Humanitarian or Marxist?

 

Reading Wikipedia's article on Peter Kropotkin, I had to admire the author's clever use of Marxist euphemisms. He did not bother to "Think pink!" Instead, he put a humanitarian halo over the Marxist tendency to nationalize industries and confiscate private-wealth, in the name of the common-good. The Marxist, Robin-Hood principle of stealing other people's stuff, in order to squandor it in the public sector, makes wealth a non-renewable public resource. Once it's gone, it's gone!

 

When a Marxist leadership uses up all that wealth, it has nothing to replace it! Leftists should have learned that lesson irrevocably from the Soviet examples—Marxism does not work. The Wikipedia author even referred to Kropotkin as a "libertarian socialist," which is a hoot! A government is not libertarian if it steals the wealth of its citizens, then doles it out to party-bosses and cronies, on the basis of party-loyalty.

  

Friedrich von Hayek wrote in his book The Road to Serfdom that people attracted to a system of government that deprives "private individuals of the power they possess in an individualist system," believe that "by transferring this power to society, they can extinguish power." Instead, all they do is "concentrate power that can be used in a single plan." In Marxism, power is not merely "transferred but infinitely heightened" by the Marxist tendency to concentrate power in the hands of a few, that had been "formerly exercised independently" in the hands of many.
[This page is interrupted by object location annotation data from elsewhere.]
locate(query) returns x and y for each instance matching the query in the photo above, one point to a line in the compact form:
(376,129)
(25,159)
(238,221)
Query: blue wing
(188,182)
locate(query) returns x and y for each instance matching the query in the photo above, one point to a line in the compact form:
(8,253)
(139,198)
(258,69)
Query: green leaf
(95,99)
The Cuban leader Fidel Castro took the Marxist road to serfdom and confiscated all the property of of his people. Not very many Cubans wanted to live as Marxist non-entities and started fleeing to the U.S. from the get-go, to start a new life. Like any normal person, they wanted to own things—a car, a refrigerator, and a TV—things that the average American could not only afford, but could not live without.

And yet, someone posting on Facebook as Democratic Socialism Now! quoted Castro, treating him as a competent critic of Capitalism. What a hoot! No sensible person would ever equate America's poverty with Cuba's. 

"Maybe the leftists just overlooked some details," you might say. I respond that you should accept as a given that leftist envy and resentment obsesses itself into a hatred of America's success-story—hatred tinged with nihilism and not a little self-loathing.

We need to tell the success-haters like Democratic Socialism Now! to create their own utopia, to feature the Marxist principles they claim as their own. Expect heckling and cynical laughter for your effort to unload these people. They aren't going anywhere!

Most of the people who read blogs like Democratic Socialism Now! posts voted for Bernie Sanders. They are mostly young Whites from upper-middle class families. The Blacks know better than to vote for a man who wants to make everyone poor. They have been institutionally poor once and know enough about poverty not to want it again.